Additional file 3. Alignment of two structurally similar families. Sequence alignment of winged helix domain protein (pdb:1ku9) and DNA binding Mlu1 box protein generated using AlignHUSH.

Format: DOC Size: 42KB Download file

This file can be viewed with: Microsoft Word ViewerOpen Data

Another example (given in Figure 3b) of structural similarity is between the families Nitrilase (SCOP code d.160.1.1, Superfamily carbon-nitrogen hydrolase) and DNA double strand break repair nuclease family (SCOP code d.159.1.4, Superfamily metallo-dependent phosphatases). In this case too, SCOP mentions that the two families (in different folds of the same class), might have topological similarities. The Nitrilase family protein from C.elegans (PDB code 1ems) finds a homolog of known structure with Z score of 8.0 in the DALI database.
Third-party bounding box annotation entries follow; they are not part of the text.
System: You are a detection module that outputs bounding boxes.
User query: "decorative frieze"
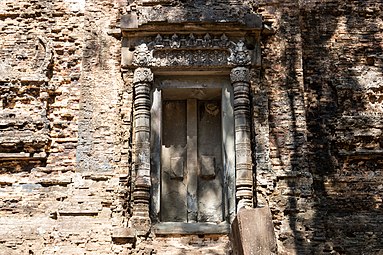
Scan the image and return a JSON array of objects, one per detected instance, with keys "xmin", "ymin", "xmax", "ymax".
[{"xmin": 129, "ymin": 33, "xmax": 252, "ymax": 67}]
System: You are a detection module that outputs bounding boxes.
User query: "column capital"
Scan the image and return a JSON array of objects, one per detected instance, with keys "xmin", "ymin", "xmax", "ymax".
[
  {"xmin": 133, "ymin": 67, "xmax": 153, "ymax": 83},
  {"xmin": 230, "ymin": 66, "xmax": 251, "ymax": 83}
]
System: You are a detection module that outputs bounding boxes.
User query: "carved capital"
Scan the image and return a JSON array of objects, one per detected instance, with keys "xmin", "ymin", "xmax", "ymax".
[
  {"xmin": 228, "ymin": 41, "xmax": 251, "ymax": 66},
  {"xmin": 132, "ymin": 43, "xmax": 153, "ymax": 66},
  {"xmin": 133, "ymin": 67, "xmax": 153, "ymax": 83},
  {"xmin": 230, "ymin": 67, "xmax": 250, "ymax": 83}
]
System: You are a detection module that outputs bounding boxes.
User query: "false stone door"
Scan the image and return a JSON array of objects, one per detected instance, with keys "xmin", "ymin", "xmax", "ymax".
[{"xmin": 160, "ymin": 94, "xmax": 224, "ymax": 223}]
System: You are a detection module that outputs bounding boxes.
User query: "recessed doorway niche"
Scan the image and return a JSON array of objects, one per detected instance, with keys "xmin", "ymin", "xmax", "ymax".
[{"xmin": 151, "ymin": 75, "xmax": 235, "ymax": 233}]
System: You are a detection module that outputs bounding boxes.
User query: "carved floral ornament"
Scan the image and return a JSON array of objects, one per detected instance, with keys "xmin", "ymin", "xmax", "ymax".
[{"xmin": 132, "ymin": 34, "xmax": 252, "ymax": 67}]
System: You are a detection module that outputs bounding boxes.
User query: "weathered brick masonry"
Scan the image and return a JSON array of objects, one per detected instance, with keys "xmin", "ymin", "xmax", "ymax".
[{"xmin": 0, "ymin": 0, "xmax": 383, "ymax": 255}]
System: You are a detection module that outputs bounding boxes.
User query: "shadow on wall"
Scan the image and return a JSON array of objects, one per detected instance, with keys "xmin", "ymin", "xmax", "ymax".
[{"xmin": 270, "ymin": 0, "xmax": 383, "ymax": 254}]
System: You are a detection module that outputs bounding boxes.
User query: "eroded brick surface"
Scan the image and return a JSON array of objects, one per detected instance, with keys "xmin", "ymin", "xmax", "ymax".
[{"xmin": 0, "ymin": 0, "xmax": 383, "ymax": 255}]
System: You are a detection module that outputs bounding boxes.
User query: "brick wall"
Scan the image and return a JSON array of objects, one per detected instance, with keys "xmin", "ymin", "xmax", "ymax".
[{"xmin": 0, "ymin": 0, "xmax": 383, "ymax": 254}]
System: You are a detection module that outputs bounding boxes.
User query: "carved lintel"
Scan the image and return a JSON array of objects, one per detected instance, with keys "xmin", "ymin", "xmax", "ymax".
[
  {"xmin": 230, "ymin": 67, "xmax": 254, "ymax": 210},
  {"xmin": 230, "ymin": 67, "xmax": 251, "ymax": 84},
  {"xmin": 133, "ymin": 67, "xmax": 153, "ymax": 83},
  {"xmin": 130, "ymin": 33, "xmax": 258, "ymax": 67}
]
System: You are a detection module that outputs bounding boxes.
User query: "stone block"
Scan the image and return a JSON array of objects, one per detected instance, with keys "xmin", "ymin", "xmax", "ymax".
[{"xmin": 231, "ymin": 206, "xmax": 277, "ymax": 255}]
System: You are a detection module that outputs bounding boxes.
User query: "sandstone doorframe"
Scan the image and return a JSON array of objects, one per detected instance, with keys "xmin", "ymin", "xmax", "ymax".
[{"xmin": 122, "ymin": 22, "xmax": 260, "ymax": 234}]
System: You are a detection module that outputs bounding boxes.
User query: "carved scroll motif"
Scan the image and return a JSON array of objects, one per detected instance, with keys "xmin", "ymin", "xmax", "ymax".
[{"xmin": 132, "ymin": 34, "xmax": 251, "ymax": 67}]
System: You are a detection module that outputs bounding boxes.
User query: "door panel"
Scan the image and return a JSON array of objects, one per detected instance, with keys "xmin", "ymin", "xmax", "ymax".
[
  {"xmin": 161, "ymin": 99, "xmax": 224, "ymax": 222},
  {"xmin": 197, "ymin": 100, "xmax": 223, "ymax": 222},
  {"xmin": 161, "ymin": 100, "xmax": 187, "ymax": 222}
]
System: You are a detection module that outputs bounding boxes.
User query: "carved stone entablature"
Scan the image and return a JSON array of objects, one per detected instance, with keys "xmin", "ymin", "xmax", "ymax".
[{"xmin": 122, "ymin": 33, "xmax": 257, "ymax": 67}]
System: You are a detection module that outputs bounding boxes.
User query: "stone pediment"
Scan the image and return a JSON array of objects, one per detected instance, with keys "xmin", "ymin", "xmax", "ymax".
[{"xmin": 121, "ymin": 0, "xmax": 262, "ymax": 30}]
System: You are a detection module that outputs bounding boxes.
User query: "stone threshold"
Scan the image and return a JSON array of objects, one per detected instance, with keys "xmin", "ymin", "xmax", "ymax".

The structural classification schemes do not provide indication of divergent evolution reliably at the SCOP fold level or above. Thus, if a method such as AlignHUSH finds a hit to a profile that is present in a different SCOP fold or SCOP class, it cannot always be considered a genuine false positive. The structural similarity and evolutionary signatures might still be present in such proteins, and since the alignment accuracy of the profile-profile methods is high, such cases must be treated manually (the alignment for the proteins in Figure 3b is given in Additional file 4 to illustrate this point).

Additional file 4. Alignment of two structurally similar families. Sequence alignment of NIT-FHIT protein family and DNA double strand break repair family generated using AlignHUSH.

Format: DOC Size: 104KB Download file

This file can be viewed with: Microsoft Word ViewerOpen Data

The AlignHUSH procedure can be useful for annotation of families of proteins with as yet unknown function (the DUF families of Pfam database). The DUF925 family is an example of a family of proteins with unknown function for which AlignHUSH has enabled a putative functional annotation. This family has been recognized as related to the d.218.1 (Nucleotidyltransferase superfamily in SCOP database) using AlignHUSH with d.218.1.4 family (Poly A polymerase head domain-like). There are multiple families in this superfamily and the active site residues participating in the catalytic function may not be conserved across different families in this SCOP superfamily. For example, two proteins with PDB codes 1miv (tRNA CCA-adding enzyme, head domain) and 7icq (DNA polymerase beta-like), are both classified into the nucleotidyltransferase superfamily but their active sites are not exactly superposable (see Figure 4a).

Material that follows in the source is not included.